Corriere della Sera, 26 luglio 2020
La battaglia di Portland
Quella di Portland è una battaglia sporca. Donald Trump ne ha fatto un simbolo della sua campagna elettorale. Un’altra occasione memorabile, dal suo punto di vista, come la polizia a cavallo inviata contro i manifestanti di Washington Dc, il 1° giugno scorso.
Nella città dell’Oregon, una delle più liberal d’America, le proteste per l’uccisione dell’afroamericano George Floyd si sono trasformate in uno scontro frontale con il presidente degli Stati Uniti e il suo spregiudicato luogotenente, il segretario a interim per la Sicurezza Interna, Chad Wolf.
Il 26 giugno Trump ha firmato l’ordine esecutivo «per proteggere i monumenti e il patrimonio federale». Il 4 luglio, Wolf ha selezionato un centinaio di militari tra i più addestrati, pescandoli sostanzialmente da tre corpi federali: gli U.S. Marshals; i Bortac, cioè le unità incaricate di proteggere i confini; le truppe speciali dell’Ice, la polizia per il controllo dell’immigrazione.
Le immagini che arrivano da Portland fanno paura. Le giornate, specie nel fine settimana, cominciano con marce pacifiche che puntano verso i due edifici federali: il Mark O.Hatfield Courthouse e l’Edith Green Wendell: un rettangolo lungo circa 100 metri sulla Main Street, in pieno centro. Gradualmente agli slogan di Black Lives Matter si sono sovrapposti quelli contro «i federali» spediti da Trump «per salvare Portland».
Dentro il fronte della protesta ci sono anche gruppuscoli violenti, come si è già visto a Minneapolis, nel maggio scorso. Saltano fuori con l’oscurità, lanciano bottiglie di vetro, petardi. Ma la risposta delle truppe in mimetica e in assetto di guerra è chiaramente sproporzionata. Non c’è alcuna strategia di contenimento, di dissuasione. I militari sbucano dai due grandi palazzi sotto assedio e cominciano a randellare chiunque capiti a tiro: giovane o anziano; dimostranti pacifici o vandali. E poi un diluvio di gas lacrimogeni, granate assordanti, proiettili trattati con composti chimici irritanti. Non solo. I soldati procedono all’arresto, come se fossero investiti dei normali poteri di polizia giudiziaria. Le persone fermate vengono custodite nelle celle del tribunale federale, anziché consegnate all’autorità locale. La spedizione ordinata da Washington ha anche degli aspetti grotteschi. Le pattuglie si spostano in minivan senza contrassegni, non per evitare di essere identificati, ma semplicemente perché non ci sono mezzi militari a disposizione. Blindati e carri armati sarebbero effettivamente un po’ scomodi per inseguire e arrestare i «sospetti». Il fantasioso Chad, quindi, ha noleggiato i veicoli da normali società private di «rent a car».

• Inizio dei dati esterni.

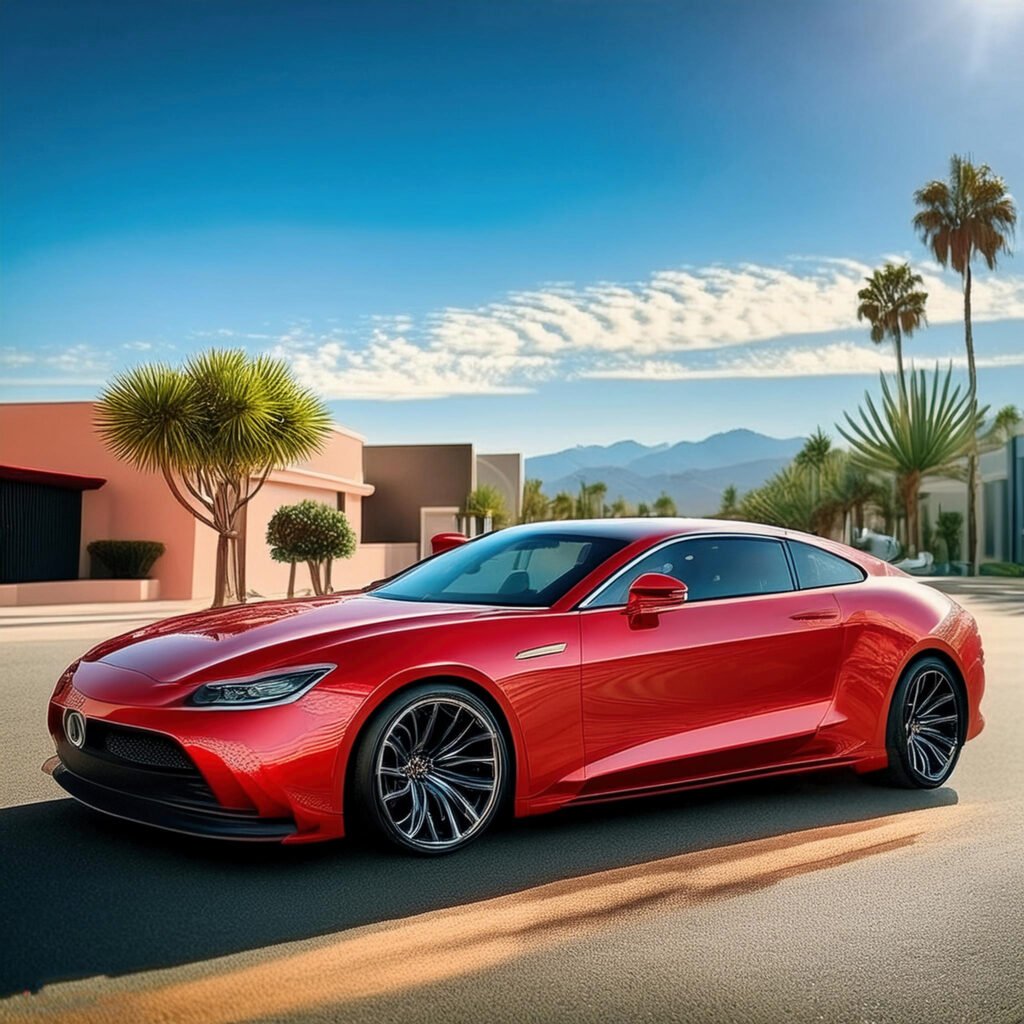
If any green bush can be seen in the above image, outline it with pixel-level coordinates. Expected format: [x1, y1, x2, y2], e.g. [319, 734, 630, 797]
[86, 541, 166, 580]
[978, 562, 1024, 577]
[935, 512, 964, 562]
[266, 499, 355, 597]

La procuratrice generale dell’Oregon, Ellen Rosenblum, ha chiesto l’intervento della magistratura, sostenendo che il ministero della Sicurezza interna abbia abusato dei suoi poteri. La legge prevede che il patrimonio nazionale sia tutelato dal Fps, Federal Protective Service, un corpo alle dirette dipendenze della Homeland Security. Chad, però, ha pensato che il Fps, per altro zeppo di personale fornito da società private (i cosiddetti «contractor»), non fosse sufficiente. Venerdì il giudice federale Michael Mosman ha respinto il ricorso della procuratrice, sostenendo che lo Stato dell’Oregon non abbia alcun titolo per rappresentare i manifestanti.
Nel frattempo, lo schieramento anti Trump si allarga. Sabato 18 luglio è comparso «Il Muro delle Mamme»: centinaia di madri e di nonne, vestite di giallo, mobilitate via Facebook da una donna finora sconosciuta, Bev Barnum, sposata, due figli. Marciano, cantano, si tengono per mano, si frappongono tra «gli uomini in verde» e i manifestanti. Accanto a loro ecco anche «il Muro dei Papà» e poi «il Muro dei Veterani». E poi associazioni più collaudate come «La protesta dei lavoratori della Sanità», «Gli insegnanti contro i tiranni».
Ma Trump non arretra, anzi ritiene necessario «fermare i terroristi, altrimenti perderemo il controllo delle nostre città». Il sindaco di Portland, il democratico Ted Wheeler, replica: «Al presidente non importa nulla di Portland, dove non ha alcun seguito. Con questa “invasione” cerca consenso in Ohio o nell’Iowa».